Claramente, si el gobierno busca que se reactive la economía del país, fomentando que se incrementen las inversiones y que los negocios vuelvan a operar, ese objetivo será muy difícil de conseguir si las nuevas reglas para el acceso y permanencia en el mercado contienen barreras burocráticas ilegales o carentes de razonabilidad. La reactivación económica implica que se garantice la simplificación administrativa, para la obtención de licencias y autorizaciones que permitan que los negocios puedan volver a operar.  

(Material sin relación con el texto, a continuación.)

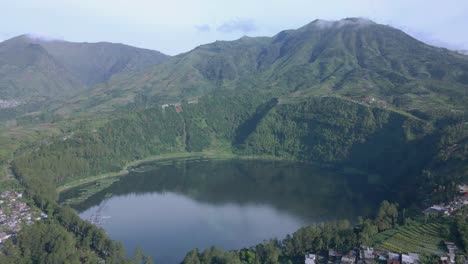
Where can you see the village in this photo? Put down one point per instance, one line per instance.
(453, 206)
(14, 214)
(8, 103)
(366, 254)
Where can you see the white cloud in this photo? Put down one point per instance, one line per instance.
(174, 26)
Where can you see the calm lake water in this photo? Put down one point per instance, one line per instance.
(173, 207)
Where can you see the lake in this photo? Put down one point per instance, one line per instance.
(169, 208)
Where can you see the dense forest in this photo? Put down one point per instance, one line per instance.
(340, 236)
(327, 130)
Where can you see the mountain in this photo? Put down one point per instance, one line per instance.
(353, 57)
(32, 66)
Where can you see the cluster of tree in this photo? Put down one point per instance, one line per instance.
(65, 238)
(322, 129)
(449, 166)
(461, 225)
(327, 129)
(340, 235)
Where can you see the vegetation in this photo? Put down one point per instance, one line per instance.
(415, 237)
(357, 95)
(405, 236)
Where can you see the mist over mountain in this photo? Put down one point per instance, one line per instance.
(352, 57)
(32, 65)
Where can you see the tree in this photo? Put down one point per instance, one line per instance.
(138, 258)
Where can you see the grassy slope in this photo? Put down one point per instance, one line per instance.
(417, 237)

Lo preocupante es que la inaplicación de las barreras burocráticas ilegales y/o carentes de razonabilidad en un procedimiento ante INDECOPI puede demorar varios meses (o más de un año en algunos casos), por lo que un agente económico tendrá que cumplir con las medidas contrarias al ordenamiento jurídico si quiere acceder o permanecer en el mercado en el contexto actual. En efecto, las exigencias sanitarias son parte de la actualidad, y si es que se tratan de medidas ilegales o carentes de razonabilidad deben ser eliminadas en esta coyuntura; de lo contrario, la reactivación económica no podrá darse a la brevedad.  

Para que los objetivos del gobierno vinculados a la reactivación económica se alcancen, no puede perderse de vista el cuidado que debe existir en las entidades de la Administración Pública, de modo que no impongan barreras burocráticas ilegales y/o carentes de razonabilidad. Hoy en día, se vuelve necesario recordar la importancia de la simplificación administrativa en todas las entidades, como los municipios, así como promover que -de oficio- la Administración Pública revise la regulación que ha emitido y elimine la que vulnere el marco normativo vigente o que carezca de razonabilidad.  Igualmente, desde el marco de procedimientos de eliminación de barreras burocráticas, el otorgamiento de medidas cautelares es fundamental, con la finalidad de que pueda ordenarse la inaplicación de las exigencias, requisitos, prohibiciones o cobros denunciados, antes de la emisión de un pronunciamiento final.  

En consecuencia, encontrándonos en un país que busca superar los efectos económicos de una pandemia, la ausencia de barreras burocráticas ilegales y/o carentes de razonabilidad es valiosa para garantizar la reactivación de la economía. Las autoridades no pueden confundir establecer reglas para resguardar la salud pública con una licencia para la imposición de medidas que resulten excesivas, vulnerando el marco normativo vigente. No puede negarse que son importantes las medidas sanitarias, por lo que las autoridades deben garantizar que se enmarquen en la legalidad, sean idóneas, tengan mayores beneficios que perjuicios, y no exista otra opción que resulte menos gravosa al mercado.